Old, unopened emails could go unprotected.

The US senate's Charles Grassley has postponed a vote on a privacy bill after a flurry of amendments threatened to weaken its intent.

An original version of the Email Privacy Act was set to have required law enforcement authorities to obtain a warrant to access emails and other digital communications in the US.

The bill aims to update the Electronic Communications Privacy Act (ECPA), a law that was passed in 1986. The House Judiciary Committee passed the email privacy legislation last month, and it was unanimously approved by the House later in the month.

Speaking at as Senate meeting on Thursday, Grassley voiced his disappointment in the latest amendments.

“Most folks agree that given the way Americans use email today, it hardly makes sense that the privacy protections for an email should turn on whether it's more than 180 days old, or whether it's been opened,” he said.
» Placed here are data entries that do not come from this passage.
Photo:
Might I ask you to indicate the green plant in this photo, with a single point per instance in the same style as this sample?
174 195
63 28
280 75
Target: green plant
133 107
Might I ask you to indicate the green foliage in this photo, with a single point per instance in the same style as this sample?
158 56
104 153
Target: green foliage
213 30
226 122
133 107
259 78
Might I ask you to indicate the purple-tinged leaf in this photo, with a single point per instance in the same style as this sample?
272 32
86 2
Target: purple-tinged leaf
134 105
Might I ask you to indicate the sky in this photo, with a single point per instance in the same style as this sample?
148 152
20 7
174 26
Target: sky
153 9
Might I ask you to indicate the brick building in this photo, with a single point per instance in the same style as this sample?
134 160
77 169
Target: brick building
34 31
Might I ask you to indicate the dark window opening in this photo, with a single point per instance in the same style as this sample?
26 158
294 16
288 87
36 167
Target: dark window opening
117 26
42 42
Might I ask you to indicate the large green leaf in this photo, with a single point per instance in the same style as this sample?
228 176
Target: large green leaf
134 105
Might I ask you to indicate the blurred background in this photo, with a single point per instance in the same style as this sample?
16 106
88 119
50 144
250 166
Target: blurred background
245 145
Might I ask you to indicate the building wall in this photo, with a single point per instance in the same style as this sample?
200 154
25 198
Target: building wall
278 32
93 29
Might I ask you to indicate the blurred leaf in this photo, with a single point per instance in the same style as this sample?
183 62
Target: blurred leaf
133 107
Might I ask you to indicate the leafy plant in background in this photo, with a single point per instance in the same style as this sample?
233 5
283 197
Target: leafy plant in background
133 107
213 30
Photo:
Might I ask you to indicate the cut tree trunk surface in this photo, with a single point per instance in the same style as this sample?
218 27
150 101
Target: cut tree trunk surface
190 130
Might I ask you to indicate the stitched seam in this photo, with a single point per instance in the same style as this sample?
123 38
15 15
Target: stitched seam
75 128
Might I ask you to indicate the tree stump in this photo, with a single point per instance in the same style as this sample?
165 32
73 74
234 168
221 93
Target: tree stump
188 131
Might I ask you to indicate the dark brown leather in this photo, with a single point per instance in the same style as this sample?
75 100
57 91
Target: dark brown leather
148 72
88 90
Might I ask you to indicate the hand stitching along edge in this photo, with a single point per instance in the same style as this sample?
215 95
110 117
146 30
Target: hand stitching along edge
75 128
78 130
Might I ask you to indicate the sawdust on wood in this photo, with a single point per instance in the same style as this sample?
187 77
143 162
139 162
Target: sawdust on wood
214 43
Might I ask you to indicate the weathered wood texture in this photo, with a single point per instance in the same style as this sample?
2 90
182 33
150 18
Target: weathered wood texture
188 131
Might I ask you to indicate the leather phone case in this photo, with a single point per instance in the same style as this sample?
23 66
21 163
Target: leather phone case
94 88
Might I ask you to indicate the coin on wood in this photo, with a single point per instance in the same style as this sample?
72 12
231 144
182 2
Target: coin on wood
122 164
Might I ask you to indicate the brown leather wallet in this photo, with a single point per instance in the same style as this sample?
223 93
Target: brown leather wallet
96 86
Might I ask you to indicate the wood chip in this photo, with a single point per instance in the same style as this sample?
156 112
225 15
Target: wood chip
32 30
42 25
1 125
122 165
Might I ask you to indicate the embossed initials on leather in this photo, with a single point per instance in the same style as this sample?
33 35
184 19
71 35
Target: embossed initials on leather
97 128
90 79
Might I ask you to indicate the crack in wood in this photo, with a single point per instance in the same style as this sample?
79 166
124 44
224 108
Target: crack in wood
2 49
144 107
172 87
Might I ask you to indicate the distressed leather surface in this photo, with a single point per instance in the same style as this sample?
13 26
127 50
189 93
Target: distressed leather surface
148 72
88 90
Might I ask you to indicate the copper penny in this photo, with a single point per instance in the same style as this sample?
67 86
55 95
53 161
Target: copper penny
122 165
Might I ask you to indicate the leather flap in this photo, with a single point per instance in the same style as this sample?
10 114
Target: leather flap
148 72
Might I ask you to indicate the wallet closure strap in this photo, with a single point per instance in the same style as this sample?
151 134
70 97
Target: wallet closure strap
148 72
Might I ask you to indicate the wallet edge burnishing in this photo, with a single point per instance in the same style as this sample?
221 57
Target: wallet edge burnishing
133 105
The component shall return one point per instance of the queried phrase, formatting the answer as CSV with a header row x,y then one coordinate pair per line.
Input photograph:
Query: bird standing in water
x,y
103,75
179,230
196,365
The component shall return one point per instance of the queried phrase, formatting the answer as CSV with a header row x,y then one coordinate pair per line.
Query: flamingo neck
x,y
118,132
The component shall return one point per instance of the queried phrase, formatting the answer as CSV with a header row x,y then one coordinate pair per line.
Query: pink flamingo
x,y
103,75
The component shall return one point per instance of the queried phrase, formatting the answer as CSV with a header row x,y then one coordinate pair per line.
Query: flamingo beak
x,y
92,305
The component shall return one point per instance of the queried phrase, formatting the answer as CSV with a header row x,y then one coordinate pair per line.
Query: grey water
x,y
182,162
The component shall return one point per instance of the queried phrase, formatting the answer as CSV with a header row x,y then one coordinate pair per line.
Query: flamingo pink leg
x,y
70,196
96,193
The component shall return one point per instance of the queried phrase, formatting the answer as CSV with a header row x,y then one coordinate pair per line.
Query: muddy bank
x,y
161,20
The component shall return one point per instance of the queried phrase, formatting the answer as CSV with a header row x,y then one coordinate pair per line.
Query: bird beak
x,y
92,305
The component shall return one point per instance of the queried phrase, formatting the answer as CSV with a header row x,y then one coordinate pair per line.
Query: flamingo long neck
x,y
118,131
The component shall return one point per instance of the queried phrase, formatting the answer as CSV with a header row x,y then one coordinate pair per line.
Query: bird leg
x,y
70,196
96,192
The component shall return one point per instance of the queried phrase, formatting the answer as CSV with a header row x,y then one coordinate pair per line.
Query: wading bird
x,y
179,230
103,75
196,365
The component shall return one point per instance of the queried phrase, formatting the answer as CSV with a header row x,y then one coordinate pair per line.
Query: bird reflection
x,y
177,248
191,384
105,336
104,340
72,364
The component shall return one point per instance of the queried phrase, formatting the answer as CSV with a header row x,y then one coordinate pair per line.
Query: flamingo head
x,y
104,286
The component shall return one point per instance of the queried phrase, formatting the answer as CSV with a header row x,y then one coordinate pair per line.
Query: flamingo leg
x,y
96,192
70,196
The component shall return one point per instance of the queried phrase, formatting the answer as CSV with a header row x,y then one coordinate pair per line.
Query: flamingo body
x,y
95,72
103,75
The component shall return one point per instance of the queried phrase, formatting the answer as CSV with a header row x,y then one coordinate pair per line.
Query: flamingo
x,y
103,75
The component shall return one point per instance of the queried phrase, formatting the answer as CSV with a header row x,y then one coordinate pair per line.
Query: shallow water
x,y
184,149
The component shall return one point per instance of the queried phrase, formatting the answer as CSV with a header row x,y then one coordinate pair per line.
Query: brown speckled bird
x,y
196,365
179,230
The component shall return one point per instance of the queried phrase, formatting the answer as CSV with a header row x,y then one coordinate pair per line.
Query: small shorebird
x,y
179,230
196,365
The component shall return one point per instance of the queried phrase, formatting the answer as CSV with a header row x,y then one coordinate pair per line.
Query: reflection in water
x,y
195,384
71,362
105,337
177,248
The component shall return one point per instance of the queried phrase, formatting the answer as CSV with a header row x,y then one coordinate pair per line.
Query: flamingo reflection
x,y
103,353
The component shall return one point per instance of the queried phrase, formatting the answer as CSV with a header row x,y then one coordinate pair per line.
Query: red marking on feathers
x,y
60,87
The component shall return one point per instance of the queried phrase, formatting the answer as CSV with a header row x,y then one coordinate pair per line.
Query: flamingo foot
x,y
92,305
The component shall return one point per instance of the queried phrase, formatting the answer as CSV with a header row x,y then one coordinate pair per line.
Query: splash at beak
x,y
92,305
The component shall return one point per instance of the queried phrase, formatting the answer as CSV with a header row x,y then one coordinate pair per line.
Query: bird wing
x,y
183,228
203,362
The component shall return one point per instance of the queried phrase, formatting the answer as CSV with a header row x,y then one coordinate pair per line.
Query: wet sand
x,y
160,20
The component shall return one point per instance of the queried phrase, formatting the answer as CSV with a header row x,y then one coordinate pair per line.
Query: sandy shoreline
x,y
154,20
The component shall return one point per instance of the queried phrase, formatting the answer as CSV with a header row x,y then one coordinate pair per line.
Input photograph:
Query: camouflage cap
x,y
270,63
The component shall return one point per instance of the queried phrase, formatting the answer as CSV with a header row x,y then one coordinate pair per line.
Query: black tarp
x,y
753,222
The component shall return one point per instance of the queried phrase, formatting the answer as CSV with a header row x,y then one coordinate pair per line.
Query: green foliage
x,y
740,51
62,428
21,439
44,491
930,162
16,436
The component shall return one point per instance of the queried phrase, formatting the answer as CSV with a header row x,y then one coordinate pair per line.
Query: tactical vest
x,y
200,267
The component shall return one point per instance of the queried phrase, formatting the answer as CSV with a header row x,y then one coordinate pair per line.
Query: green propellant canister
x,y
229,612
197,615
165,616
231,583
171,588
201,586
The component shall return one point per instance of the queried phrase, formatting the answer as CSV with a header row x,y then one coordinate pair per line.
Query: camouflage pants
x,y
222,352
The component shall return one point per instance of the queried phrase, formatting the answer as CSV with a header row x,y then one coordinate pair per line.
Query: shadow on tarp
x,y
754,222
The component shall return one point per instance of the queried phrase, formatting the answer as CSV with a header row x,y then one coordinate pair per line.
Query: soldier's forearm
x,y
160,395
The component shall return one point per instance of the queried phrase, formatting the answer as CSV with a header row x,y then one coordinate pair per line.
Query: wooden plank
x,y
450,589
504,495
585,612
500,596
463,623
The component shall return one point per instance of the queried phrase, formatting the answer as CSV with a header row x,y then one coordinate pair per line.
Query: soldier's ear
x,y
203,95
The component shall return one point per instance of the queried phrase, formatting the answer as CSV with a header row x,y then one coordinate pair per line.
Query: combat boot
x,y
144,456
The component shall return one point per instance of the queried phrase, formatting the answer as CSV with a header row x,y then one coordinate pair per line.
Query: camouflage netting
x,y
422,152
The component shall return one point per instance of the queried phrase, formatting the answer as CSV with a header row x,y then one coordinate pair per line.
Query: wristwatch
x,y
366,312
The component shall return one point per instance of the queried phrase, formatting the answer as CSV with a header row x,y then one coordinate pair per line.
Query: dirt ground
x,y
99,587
“The privacy of Americans must be protected, and that privacy simply shouldn't depend on an email's age at all.”

Privacy advocates oppose the amendments, arguing that they are unnecessary and would serve to weaken the bill.

“These amendments are unnecessary because ECPA ... already permits service providers to hand over content or other records in an ‘emergency involving danger of death or serious physical injury to any person,'” wrote the Electronic Frontier Foundation's (EFF) staff attorney Sophia Cope and civil liberties legislative lead Mark Jaycox.

“And it is beneficial for users that service providers may withhold data when they believe that the government is fraudulently using the emergency exception to bypass due process requirements.”

“The Email Privacy Act as amended by the House Judiciary Committee hits the sweet spot for what protections Republicans and Democrats agree these communications deserve,” said the Information Technology Industry Council's (ITI) senior vice president for government affairs Andy Halataei, in a statement.

“As the Senate Judiciary Committee begins their work tomorrow, we urge Senators to avoid harmful amendments that will upset the delicate balance achieved during the House process and could prevent the bill from reaching the president's desk.”